Paternity Rights – Worthy or Not

21st January, 2011. This week, Nick Clegg set forth the new flexi-time arrangements for leave from work for parents after the birth of a new baby. The plan he said “will move Britain away from an “Edwardian” system that causes suffering to women, men and children.” He made the announcement at the launch of a report by think-tank Demos, which has warned that overwork, stress and inflexible hours are undermining parents’ confidence in their ability to bring up children.

Under plans drawn up during the last Labour Government, fathers will be able to take up remaining unpaid maternity leave if mothers decide to go back to work early, for a maximum of six months. Mr Clegg made several interesting comments stating that: “The current rules ‘patronise women and marginalise men’ and they’re based on a view of life in which mothers stay at home and fathers are the only breadwinners. That’s an Edwardian system that has no place in 21st century Britain. Women suffer. Mothers are expected to take on the vast bulk of childcare themselves. If they don’t, they very often feel judged. If they do, they worry about being penalised at work.”

This is certainly an interesting observation especially in the light of the article “So are employers reluctant to hire women”

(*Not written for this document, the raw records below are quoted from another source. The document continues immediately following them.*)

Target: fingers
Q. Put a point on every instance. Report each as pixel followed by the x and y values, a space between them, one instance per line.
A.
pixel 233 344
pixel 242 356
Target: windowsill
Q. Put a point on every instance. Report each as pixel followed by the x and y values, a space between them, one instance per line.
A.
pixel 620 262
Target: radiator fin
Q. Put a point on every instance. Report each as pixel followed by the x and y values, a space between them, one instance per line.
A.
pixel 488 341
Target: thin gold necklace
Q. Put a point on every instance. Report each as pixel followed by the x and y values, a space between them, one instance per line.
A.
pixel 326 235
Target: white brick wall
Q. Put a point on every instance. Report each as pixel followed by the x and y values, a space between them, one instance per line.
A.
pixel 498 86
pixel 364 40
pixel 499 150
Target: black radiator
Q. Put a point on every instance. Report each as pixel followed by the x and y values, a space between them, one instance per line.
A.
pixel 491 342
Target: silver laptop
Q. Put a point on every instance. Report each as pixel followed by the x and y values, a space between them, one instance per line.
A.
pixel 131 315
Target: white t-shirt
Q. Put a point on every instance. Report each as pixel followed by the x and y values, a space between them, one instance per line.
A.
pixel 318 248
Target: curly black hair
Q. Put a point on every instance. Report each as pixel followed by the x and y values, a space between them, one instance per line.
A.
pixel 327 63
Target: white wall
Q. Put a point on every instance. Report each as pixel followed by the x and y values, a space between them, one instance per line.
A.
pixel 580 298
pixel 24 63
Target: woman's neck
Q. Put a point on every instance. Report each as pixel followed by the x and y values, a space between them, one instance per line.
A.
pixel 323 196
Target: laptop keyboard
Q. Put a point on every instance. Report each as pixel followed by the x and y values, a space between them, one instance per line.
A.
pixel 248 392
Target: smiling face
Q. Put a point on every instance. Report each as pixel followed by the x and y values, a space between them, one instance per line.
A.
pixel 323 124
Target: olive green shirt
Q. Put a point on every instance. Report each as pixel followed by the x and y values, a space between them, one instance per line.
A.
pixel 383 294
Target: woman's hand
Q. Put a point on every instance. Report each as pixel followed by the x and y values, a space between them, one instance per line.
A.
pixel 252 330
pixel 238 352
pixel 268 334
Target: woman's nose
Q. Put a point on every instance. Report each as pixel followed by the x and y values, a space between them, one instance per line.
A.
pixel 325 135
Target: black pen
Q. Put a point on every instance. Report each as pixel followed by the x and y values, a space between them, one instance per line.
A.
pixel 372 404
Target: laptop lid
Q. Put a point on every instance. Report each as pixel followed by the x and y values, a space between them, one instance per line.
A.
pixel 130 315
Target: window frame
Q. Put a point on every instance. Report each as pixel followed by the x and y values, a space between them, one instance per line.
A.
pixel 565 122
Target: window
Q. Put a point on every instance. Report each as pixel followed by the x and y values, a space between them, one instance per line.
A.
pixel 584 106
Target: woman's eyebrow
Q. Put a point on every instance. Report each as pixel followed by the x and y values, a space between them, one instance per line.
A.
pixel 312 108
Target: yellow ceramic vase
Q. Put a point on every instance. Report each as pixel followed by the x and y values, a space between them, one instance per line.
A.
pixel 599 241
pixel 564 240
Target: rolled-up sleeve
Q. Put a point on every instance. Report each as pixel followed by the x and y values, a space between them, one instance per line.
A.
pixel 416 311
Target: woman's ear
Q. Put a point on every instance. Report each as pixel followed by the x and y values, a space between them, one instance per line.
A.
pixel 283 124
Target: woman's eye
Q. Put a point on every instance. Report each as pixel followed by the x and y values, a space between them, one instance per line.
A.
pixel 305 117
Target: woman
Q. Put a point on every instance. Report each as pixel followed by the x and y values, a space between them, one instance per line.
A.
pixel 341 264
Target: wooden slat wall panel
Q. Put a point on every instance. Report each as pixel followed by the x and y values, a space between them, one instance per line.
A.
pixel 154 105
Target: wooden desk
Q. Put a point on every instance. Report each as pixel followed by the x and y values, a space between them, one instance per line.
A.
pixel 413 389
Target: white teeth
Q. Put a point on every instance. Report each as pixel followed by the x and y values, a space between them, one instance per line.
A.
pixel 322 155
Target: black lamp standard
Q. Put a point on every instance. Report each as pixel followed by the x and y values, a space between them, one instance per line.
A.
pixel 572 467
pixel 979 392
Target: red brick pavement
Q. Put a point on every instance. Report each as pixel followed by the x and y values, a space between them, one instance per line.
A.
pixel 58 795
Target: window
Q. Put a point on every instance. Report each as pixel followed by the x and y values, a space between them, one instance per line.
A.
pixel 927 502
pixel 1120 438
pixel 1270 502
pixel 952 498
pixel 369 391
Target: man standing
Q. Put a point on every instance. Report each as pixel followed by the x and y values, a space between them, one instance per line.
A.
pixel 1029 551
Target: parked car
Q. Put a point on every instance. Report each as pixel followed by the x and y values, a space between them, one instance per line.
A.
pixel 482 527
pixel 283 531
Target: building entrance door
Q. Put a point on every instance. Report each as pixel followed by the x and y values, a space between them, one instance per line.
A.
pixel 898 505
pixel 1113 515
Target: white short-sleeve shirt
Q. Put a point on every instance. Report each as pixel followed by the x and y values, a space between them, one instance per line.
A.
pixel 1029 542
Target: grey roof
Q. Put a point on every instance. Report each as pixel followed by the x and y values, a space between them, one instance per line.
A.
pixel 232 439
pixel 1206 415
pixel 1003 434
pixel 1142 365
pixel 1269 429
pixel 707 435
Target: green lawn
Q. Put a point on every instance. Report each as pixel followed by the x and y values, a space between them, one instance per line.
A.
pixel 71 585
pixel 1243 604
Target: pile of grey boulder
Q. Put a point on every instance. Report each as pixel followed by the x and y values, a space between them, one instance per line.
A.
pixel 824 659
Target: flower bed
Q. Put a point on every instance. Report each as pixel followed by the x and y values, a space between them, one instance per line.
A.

The new paternity rules may seem complex and will certainly impact businesses and it has been stated by the British Chamber of Commerce that short term chunks will be tough for employers and that it may harm job creation. Observation from the legal sector has gone further to say that Nick Clegg’s proposals might see employers avoiding recruitment of any person in their 20s or 30s, which would lead to an increase in the number of age discrimination claims and the burden of tribunal claims on employers. An issue, women of a certain age perhaps already do face at the current time.

There is no doubt that there will be an impact on commerce but other countries, such as Iceland have tested this method and it certainly has seemed to work to a degree. Without doubt, the same doomsayers who talk about impact that will be had upon commerce will also be the same people who talk about broken society and a lack of parental input into the upbringing of future generations. What is clear is that the current two week paternity leave is highly useless and probably in practice does not benefit the family model. The extended leave, whatever way it is structured, may not be the most efficient way forward but as Nick Clegg also stated “Children suffer, too often missing out on time with their fathers – time that is desperately important to their development. We know that where fathers are involved in their children’s lives they develop better friendships, they learn to empathise, they have higher self-esteem, and they achieve better at school. And men suffer too. More and more fathers want to play a hands-on role with their young children. But too many feel that they can’t. It’s madness that we are denying them that chance. That culture must change,” and this is certainly true.

The new proposal may still be wrought with issues but surely it is a move in the right direction? If we are to consider the development of the future generations, then there has to be a shift in the present methodology of parental rights and one can only hope that this may also have a positive effect of getting women back into the workforce post child.